Analytics are privacy-first: no third-party trackers, and no cookie banner, because there is nothing to consent to. I would rather know a little less about my visitors than make them click through a wall of checkboxes to read a post.

The details that do not show

The rest is the unglamorous layer, most of it invisible when it works.

  • sharp optimizes images at build time, so a full-resolution photo I drop in gets resized and re-encoded instead of shipping a two-megabyte original to someone’s phone.
  • View Transitions animate between pages, and hover prefetch pairs with them, so moving around feels like an app instead of a series of white-flash reloads.
  • JSON-LD structured data describes the home page as a Person and each post as a BlogPosting, so the entity signal I mentioned earlier is machine-readable rather than implied.
  • A generated favicon set, generated OG images, a sitemap, and the RSS feed round it out.
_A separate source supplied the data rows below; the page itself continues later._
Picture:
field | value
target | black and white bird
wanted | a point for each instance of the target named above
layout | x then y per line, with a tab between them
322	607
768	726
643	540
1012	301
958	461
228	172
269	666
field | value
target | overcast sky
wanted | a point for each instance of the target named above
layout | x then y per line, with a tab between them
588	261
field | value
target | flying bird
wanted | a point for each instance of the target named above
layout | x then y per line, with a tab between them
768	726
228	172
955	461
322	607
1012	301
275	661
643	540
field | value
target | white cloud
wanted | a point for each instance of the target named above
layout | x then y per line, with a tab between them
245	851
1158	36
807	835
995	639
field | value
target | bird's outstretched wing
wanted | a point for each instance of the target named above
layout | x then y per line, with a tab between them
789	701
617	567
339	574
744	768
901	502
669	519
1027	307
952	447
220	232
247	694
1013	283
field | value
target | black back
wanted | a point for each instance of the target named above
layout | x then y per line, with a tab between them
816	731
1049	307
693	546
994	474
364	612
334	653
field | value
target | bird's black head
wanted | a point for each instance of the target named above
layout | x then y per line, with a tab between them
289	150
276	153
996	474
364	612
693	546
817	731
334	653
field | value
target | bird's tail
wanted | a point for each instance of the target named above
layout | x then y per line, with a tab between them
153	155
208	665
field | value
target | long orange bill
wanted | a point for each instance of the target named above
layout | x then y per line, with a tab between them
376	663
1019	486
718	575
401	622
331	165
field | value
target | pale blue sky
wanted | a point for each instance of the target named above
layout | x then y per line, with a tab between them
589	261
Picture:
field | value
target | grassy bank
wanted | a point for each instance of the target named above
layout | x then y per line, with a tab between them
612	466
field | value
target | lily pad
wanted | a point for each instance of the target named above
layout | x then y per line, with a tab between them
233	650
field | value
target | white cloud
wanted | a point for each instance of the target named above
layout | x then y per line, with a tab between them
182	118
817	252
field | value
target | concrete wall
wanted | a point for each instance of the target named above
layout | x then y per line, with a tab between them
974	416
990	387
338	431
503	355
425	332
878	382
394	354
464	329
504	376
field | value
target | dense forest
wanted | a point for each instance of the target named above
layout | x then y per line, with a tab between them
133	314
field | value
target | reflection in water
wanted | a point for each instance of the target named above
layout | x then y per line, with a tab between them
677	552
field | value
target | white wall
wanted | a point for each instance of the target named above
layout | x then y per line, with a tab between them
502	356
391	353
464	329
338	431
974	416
All generated, none hand-maintained.
  • A small rehype plugin rewrites external links in my Markdown to open in a new tab, carry rel="noopener", and pick up a utm_source. When toolia.dev or the Riffle repo gets a click from here, I can see it, without a tracker and without touching the links by hand.

None of these are impressive alone. Together they are the difference between a site that renders and one that feels like someone cared.

What is next

Consolidation was the real goal. Riffle, Toolia, the writing, and the CV finally live in one place that points at itself instead of scattered across a GitHub profile and a half-finished blog. The site is live, the streak is over, and I am going to sleep.

If you are hiring for someone who leads an infrastructure team and still ships code on the weekend, the CV is right there and the work speaks for itself. If you came for the writing, the blog is the same as it ever was, only searchable now.